Rob Thorpe ha scritto:

> Pat wrote:
> > Hi,
> >
> > Thanks for answering. Actually, I made a couple of mistake in my
> > previous post, and other important information miss. Let me explain
> > what I mean:
> >
> > 1) First of all, I'm not working with Lisp, but with genetic
> > programming, a technique of artificial intelligence that "borrows" some
> > notation from Lisp (like S-expressions). So, please, forgive me if my
> > language about Lisp is not adequate of precise enough.
> >
> > 2) You've seen the point I want to know: you described my (bad drawn)
> > tree by this S:expression: (C (B (A IN)) (A IN)), saying that (A IN) is
> > a common subexpression (actually, A and B were unary operators ...
> > lapsus calami).
> >
> > 3) The question is: given a tree where subexpression are "hidden" (in
> > this case you have "unrolled" the tree identifying hte subexpression),
> > is there any technique to identify all the subexpression in the tree?
> >
> > I hope that now the situation is clear and maybe (Kaz) or someone else
> > can halp me. Any comment is welcome
>
> You can use an algorithm similar to the one used to turn a graph into a
> tree I mentioned to you on comp.programming.
>
> * start at the leaves of the tree.
> * Pass over each leaf entering each expression "(instruction arg1
> arg2)" into a hash table.
> * Now every place in the hash-table where you have more than one entry
> represents redundancy
> * Pass over the tree replacing each of the redundant expressions with a
> reference to the first calculation.  That is you leave the first
> expression in place and replace every subsequent one with a reference
> to the first.
>
> Then at the end possibly run the whole algorithm again, since there may
> be common-subexpression remaining.
>
> To make the above practical you need to take account of expression in
> the parse tree that are conditional and may not be executed.  A book on
> compilers will describe all this stuff.

From: Rob Thorpe
Subject: Re: About the relation between S-expressions and trees
Date: Thu, 12 Oct 2006 17:36:13 +0000
Message-ID: <1160674573.260365.4870@e3g2000cwe.googlegroups.com>

Pat wrote:
> Great, you're idea war absolutely right! It was so easy, my tree was no
> more a tree but a graph, a directed acyclic graph (DAG) and it can be
> always converted to a tree.

Yes, it's a graph once the algorithm has finished.

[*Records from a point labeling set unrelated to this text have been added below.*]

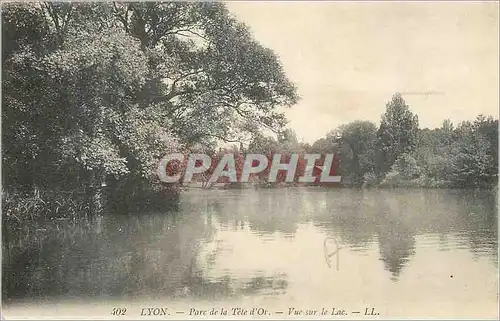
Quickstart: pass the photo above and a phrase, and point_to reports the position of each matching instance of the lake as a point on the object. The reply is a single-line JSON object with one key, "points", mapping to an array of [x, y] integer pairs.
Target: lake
{"points": [[392, 253]]}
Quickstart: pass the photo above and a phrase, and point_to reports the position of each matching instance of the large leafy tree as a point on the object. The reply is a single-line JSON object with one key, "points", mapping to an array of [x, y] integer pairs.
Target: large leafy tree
{"points": [[101, 91]]}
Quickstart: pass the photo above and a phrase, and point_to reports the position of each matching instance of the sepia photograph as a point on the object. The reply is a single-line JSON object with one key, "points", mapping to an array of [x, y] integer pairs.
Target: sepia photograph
{"points": [[249, 160]]}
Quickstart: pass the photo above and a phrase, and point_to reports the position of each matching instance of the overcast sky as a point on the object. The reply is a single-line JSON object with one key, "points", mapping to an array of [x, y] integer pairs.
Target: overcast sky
{"points": [[348, 58]]}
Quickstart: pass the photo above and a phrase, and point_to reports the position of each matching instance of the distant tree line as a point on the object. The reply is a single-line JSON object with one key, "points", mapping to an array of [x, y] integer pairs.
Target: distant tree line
{"points": [[400, 154]]}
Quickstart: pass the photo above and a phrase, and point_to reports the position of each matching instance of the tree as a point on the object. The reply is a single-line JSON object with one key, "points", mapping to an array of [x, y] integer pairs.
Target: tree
{"points": [[397, 133], [123, 84], [215, 80]]}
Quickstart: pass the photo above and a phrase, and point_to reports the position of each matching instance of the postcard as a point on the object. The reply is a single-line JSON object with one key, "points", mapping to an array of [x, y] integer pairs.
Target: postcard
{"points": [[250, 160]]}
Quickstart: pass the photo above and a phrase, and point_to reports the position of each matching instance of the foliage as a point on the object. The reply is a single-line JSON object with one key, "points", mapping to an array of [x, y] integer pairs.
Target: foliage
{"points": [[97, 93], [397, 133]]}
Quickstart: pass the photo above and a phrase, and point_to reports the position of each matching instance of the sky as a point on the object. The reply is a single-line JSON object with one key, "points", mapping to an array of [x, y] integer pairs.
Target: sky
{"points": [[347, 59]]}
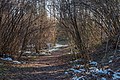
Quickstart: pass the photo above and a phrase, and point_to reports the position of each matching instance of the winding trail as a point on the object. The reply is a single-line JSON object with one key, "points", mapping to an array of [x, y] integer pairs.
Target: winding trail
{"points": [[42, 68]]}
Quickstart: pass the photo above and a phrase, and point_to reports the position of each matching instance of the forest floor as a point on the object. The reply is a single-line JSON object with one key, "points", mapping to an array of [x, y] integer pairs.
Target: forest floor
{"points": [[40, 68]]}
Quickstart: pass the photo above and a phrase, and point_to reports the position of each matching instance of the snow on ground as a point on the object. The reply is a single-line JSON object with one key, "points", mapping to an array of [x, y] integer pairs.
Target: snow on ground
{"points": [[79, 72]]}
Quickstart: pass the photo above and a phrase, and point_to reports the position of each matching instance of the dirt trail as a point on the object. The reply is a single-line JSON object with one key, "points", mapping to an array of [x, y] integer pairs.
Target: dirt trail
{"points": [[42, 68]]}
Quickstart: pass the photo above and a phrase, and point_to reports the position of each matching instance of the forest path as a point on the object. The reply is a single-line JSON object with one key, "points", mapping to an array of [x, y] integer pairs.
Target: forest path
{"points": [[42, 68]]}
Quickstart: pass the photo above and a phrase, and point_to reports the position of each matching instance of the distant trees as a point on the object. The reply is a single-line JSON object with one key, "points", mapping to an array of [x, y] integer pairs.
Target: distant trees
{"points": [[22, 23], [90, 22]]}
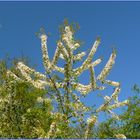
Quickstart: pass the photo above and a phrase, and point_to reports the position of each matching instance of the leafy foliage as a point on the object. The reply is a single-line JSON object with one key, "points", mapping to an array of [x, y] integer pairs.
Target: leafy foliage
{"points": [[45, 105]]}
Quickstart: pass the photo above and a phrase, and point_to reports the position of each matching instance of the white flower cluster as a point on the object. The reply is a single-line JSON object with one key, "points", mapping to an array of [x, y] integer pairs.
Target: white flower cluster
{"points": [[65, 50], [108, 107]]}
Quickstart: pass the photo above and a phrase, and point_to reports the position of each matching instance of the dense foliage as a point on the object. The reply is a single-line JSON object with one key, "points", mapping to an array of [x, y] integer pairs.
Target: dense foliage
{"points": [[48, 105]]}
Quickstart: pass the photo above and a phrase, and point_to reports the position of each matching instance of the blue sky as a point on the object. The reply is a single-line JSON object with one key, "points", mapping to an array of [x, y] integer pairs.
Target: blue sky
{"points": [[117, 23]]}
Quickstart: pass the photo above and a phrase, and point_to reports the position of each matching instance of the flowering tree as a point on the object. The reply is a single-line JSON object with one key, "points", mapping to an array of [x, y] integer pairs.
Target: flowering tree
{"points": [[65, 97]]}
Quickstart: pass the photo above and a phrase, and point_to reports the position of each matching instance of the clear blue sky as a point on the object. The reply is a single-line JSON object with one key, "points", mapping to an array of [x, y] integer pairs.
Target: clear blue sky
{"points": [[117, 23]]}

There is a bug in my suggestion though.  You have to take into account
when a value is assigned, if "foo" is assigned you have to remember
that after that happens then the common-subexpressions involving "foo"
aren't valid anymore because it has changed.

You can find quite a bit about this stuff in books on compiler design,
and lecture notes on compiler design online.